Con casi toda seguridad, Joe Biden se convertirá en el próximo presidente de los Estados Unidos. Su victoria, aunque por los pelos, nos ha librado del pánico que nos atenazaba al principio de la noche electoral, cuando se vio que Florida, el estado que inclinó la balanza en 2000 del lado de Bush y en 2016 del de Trump, contradiciendo todas las encuestas, caía nuevamente del lado republicano y hacía temer four more years of liberal tears («cuatro años más de lágrimas liberales», y de cualquier persona sensata, cabría añadir).

El resultado de estas elecciones ha dejado claro, en primer lugar, que el triunfo de Trump hace cuatro años no fue un accidente, debido a la baja participación, la frivolidad de algunos votantes, o los errores de Hillary Clinton, sino que era el síntoma de la profunda crisis de un país que, falto de un enemigo exterior, ha vuelto, como en sus peores épocas, a enfrentarse en la discordia civil.

Tampoco era cierto que los votantes de Trump fueran solo los «estúpidos hombres blancos», aquel desafortunado título del cineasta Michael Moore. En las elecciones del martes, perdió masivamente apoyo de esos supuestos estúpidos y lo logró de muchos ¿inteligentes? inmigrantes latinos, cuyo apoyo los demócratas daban por sentado. El caso de esa minoría parece en principio asombroso: hijos de mexicanos a los que Trump había llamado asesinos, ladrones y violadores, y que se comportan como renegados sin escrúpulos: como aquel guardia de frontera de origen mexicano entrevistado por Jordi Évole, que a la pregunta de si no se ponía nunca en la piel de los ilegales a los que perseguía, dijo que no. En esto, muchos latinos han demostrado menor dignidad que las de los inmigrantes de otras épocas, italianos o irlandeses, que siempre se mostraron orgullosos de sus raíces y ayudaron a sus compatriotas.

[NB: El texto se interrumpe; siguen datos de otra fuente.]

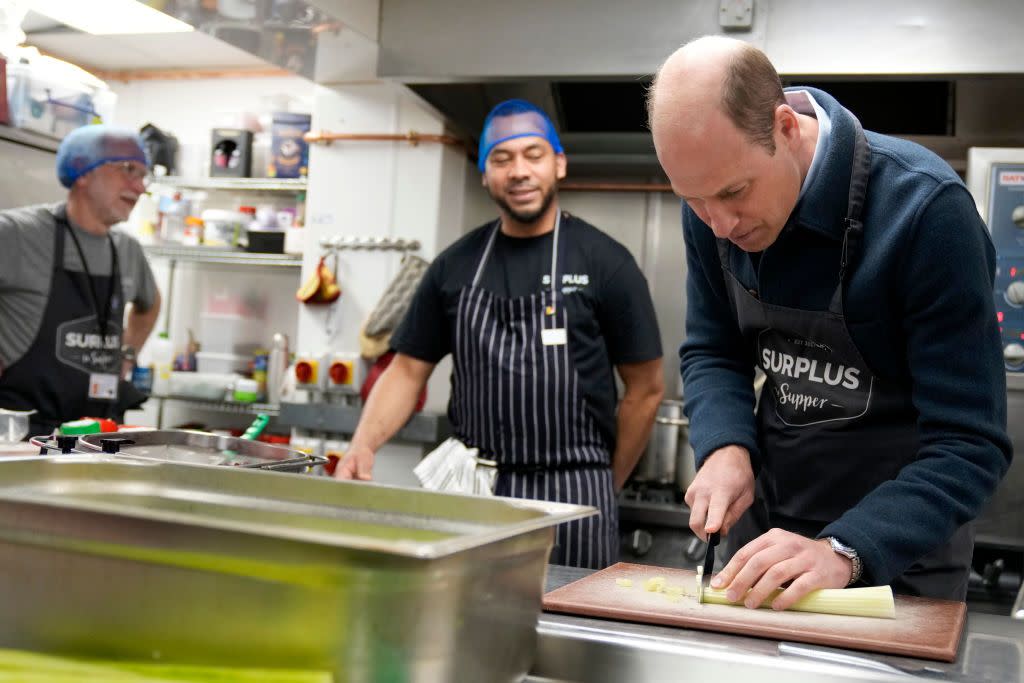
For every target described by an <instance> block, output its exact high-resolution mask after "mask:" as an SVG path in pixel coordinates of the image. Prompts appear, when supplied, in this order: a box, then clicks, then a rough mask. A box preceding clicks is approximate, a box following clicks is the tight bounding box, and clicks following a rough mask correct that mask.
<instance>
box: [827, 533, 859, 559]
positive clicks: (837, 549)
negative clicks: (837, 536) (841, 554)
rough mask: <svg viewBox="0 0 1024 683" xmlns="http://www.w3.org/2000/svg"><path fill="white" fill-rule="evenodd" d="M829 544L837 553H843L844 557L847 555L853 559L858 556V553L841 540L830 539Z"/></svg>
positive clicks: (852, 548)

Por otra parte, el apoyo a Trump también ha subido entre la población afroamericana. En ambos casos hay otras razones: el integrismo religioso que cunde entre esas minorías y el miedo al confinamiento domiciliario que piden los científicos y que enviaría al paro a muchos que no pueden recurrir al teletrabajo. Muchos prefieren arriesgar su salud y hasta su vida antes que perder el empleo. Para colmo, en Florida, los “latinos” son descendientes de cubanos o venezolanos, a los que el autoritarismo de izquierdas ha empujado a volverse autoritarios de derechas.

Al final, quienes han dado la victoria pírrica a Biden no han sido ni los latinos, ni las mujeres (el apoyo femenino a Trump esta vez ha sido mayor que cuando se enfrentó a Clinton), sino unos cuantos miles de obreros del “cinturón de óxido”, de Michigan y Wisconsin, que han vuelto al regazo demócrata después de coquetear con Trump hace unos años. La primera lección para los partidos progresistas habrá de ser el cuidar a su votante natural: nunca he entendido que los demócratas hicieran campaña con Lady Gaga, que vive en un lujo inalcanzable para un obrero de Milwaukee. La gente humilde es agradecida, pero no tonta, y si Carmena perdió Madrid fue, en parte, porque prefirió volcarse en el centro y descuidó las promesas a sus votantes de Vallecas, Carabanchel o Usera.

Está por ver si el próximo presidente podrá restaurar el alma de América y curar las heridas emponzoñadas por Trump. El ánimo conciliador de Biden, que ha tenido una biografía de sufrimientos (perdió a su primera esposa y una hija en accidente de tráfico, a su primogénito por cáncer) se verá desafiado por quienes ya difunden teorías estrafalarias para no aceptar su derrota. La derecha suele ser mala perdedora, en España lo hemos vivido demasiadas veces con el PP, y la nueva estrategia derechista es acudir a los tribunales para ganar en los juzgados lo que pierden en las urnas.